Frozen Hearts
2 We were so close
Notas iniciais

Em dias como esse, a vontade que Elsa sentia de fugir novamente para as montanhas congeladas só aumentava, a ponto de ficar quase insuportável. Ela não nasceu para isso. Jantares de gala, bailes na corte, batismos de navio e tantos outros eventos onde a boa gente do reino se amontoa e se diverte. Só a faz ter mais medo ainda de feri-los. Anna achava que ela já estava alcançando o pleno domínio dos seus poderes, mas a irmã não poderia estar mais longe da verdade. Tudo estava ligado ao seu humor. Quando estava feliz e tranquila, o gelo era um elemento obediente, como um animal domesticado, pronto para acatar as suas ordens. Porém, a cada vez que Elsa perdia o controle de suas emoções, seus poderes imediatamente ficam desenfreados, selvagens, capazes de cobrir o mundo inteiro de neve. E digamos que, ultimamente, ela vinha se sentindo refém de sentimentos nada positivos.
A culpa, Elsa pensava, era desse maldito casamento. Não desaprovava completamente a relação da sua irmã com aquele bruto do Kristoff. Claro, ela poderia interessar-se por alguém infinitamente melhor, à altura da princesa que ela é. Mas não cabia à ela controlar as vontades de Anna, nem escolher quem ela deveria amar. Apenas mais uma item para a lista imensa de 'coisas que estão fora de controle'.
Ao tentar dormir naquela noite, a rainha de Arendelle não conseguia parar de reviver aquele momento na varanda, ao anoitecer. Enquanto planejava mais uma de suas fugas que nunca aconteceriam, Anna veio ao seu encontro. Depois de alguns minutos em silêncio, fez aquele pedido. Madrinha de Casamento, ora essa! Elsa preferia ter que comparecer a mil eventos no reino, a ter que ir a esse casamento. Ainda mais como madrinha! Mas como dizer não à irmã, sem magoar seus sentimentos?
Limitou-se a concordar e virar de costas, para que ela não visse sua expressão melancólica. Mas antes de retirar-se, Anna ainda teve tempo de dizer que nunca a abandonaria. Elsa, que já estava pronta para transformar a balaustrada inteira em gelo maciço, derreteu por dentro. Parece que ela não era a única a ter poderes especiais na família, afinal.
Quando finalmente venceu os pensamentos e entregou-se ao sono, sonhou com a sua infância ao lado da irmã. As duas se divertiam deslizando num lago que fora congelado por Elsa, ali perto do castelo, e as risadas infantis ecoavam pelas montanhas brancas ao seu redor. Mas de repente, o céu acima das garotas ficou escuro, repleto de nuvens baixas com aspecto ameaçador. Na mesma hora, o gelo embaixo dos pés de Anna rachou e partiu-se em centenas de pedaços, antes mesmo que Elsa pudesse fazer alguma coisa.

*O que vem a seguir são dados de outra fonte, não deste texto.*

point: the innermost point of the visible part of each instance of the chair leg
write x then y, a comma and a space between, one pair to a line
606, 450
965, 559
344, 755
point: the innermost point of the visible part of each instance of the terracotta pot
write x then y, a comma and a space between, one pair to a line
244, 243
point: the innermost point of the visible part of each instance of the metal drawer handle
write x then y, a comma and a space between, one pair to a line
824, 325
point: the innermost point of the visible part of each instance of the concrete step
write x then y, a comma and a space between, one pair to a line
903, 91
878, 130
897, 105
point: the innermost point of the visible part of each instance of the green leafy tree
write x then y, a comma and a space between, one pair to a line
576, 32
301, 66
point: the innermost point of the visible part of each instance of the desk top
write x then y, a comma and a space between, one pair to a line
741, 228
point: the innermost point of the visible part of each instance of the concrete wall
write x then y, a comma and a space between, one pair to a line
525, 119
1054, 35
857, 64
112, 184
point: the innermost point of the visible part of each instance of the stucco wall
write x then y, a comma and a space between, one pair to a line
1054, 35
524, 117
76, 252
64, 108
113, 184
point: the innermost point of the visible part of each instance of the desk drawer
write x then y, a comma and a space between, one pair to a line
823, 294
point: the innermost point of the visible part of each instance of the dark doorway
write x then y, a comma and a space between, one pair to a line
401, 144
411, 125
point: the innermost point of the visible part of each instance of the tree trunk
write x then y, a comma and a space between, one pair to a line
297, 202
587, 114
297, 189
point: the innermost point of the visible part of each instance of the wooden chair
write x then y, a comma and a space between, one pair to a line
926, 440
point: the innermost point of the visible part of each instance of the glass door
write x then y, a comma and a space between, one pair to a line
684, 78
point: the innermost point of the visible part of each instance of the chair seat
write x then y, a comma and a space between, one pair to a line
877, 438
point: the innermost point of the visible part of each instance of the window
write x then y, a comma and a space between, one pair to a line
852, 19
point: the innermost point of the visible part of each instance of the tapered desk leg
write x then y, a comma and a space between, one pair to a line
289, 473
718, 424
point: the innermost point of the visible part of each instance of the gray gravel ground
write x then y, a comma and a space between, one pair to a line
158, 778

Só teve tempo de gritar o nome da irmã, antes que a garotinha de cabelos castanhos afundasse completamente na água congelante. Elsa chorava e gritava, mas seus poderes, de alguma maneira, haviam parado de funcionar. Sentindo-se inútil e desesperada, conseguiu alcançar a borda do lugar onde ela havia caído, apenas a tempo de ver o olhar aterrorizado de Anna, que desapareceu para sempre nas profundezas do lago.
A rainha da neve acordou gritando em sua cama e suando frio, enquanto tentava fazer a sua mente entender que havia sido só um pesadelo. Seu coração batia tão rápido, que por um momento, pensou ter ouvido-o através do quarto.
— Elsa? Elsa!!! Elsa, está tudo bem aí dentro?
Eram as batidas desesperadas de Anna na sua porta, quase a ponto de derrubá-la.
— Foi só um pesadelo, Anna. Desculpe pelos gritos. Pode voltar pra cama.
— Elsa, me deixa entrar. Eu quero ter certeza que você está bem.
A irmã parecia ter se acalmado mais um pouco, mas ainda era possível ouvir a preocupação na sua voz. A própria Elsa ainda estava lutando para esquecer o terror que havia sentido na pele durante aquele pesadelo terrível.
Mas tinha que se lembrar que não era mais criança, e que só estava com medo de se separar da irmã e não poder fazer nada para impedir. Bobagem. Isso jamais aconteceria, Anna havia garantido. Não havia o que temer.
— Está tudo bem agora, Anna. Vá dormir, você tem um dia cheio amanhã. Boa noite.
Mas mesmo assim, ao ouvir os passos da irmã se distanciando pelo corredor, não pôde evitar um certo arrepio de temor na espinha. O futuro estendia-se à sua frente como um lago congelado. Tudo poderia acontecer.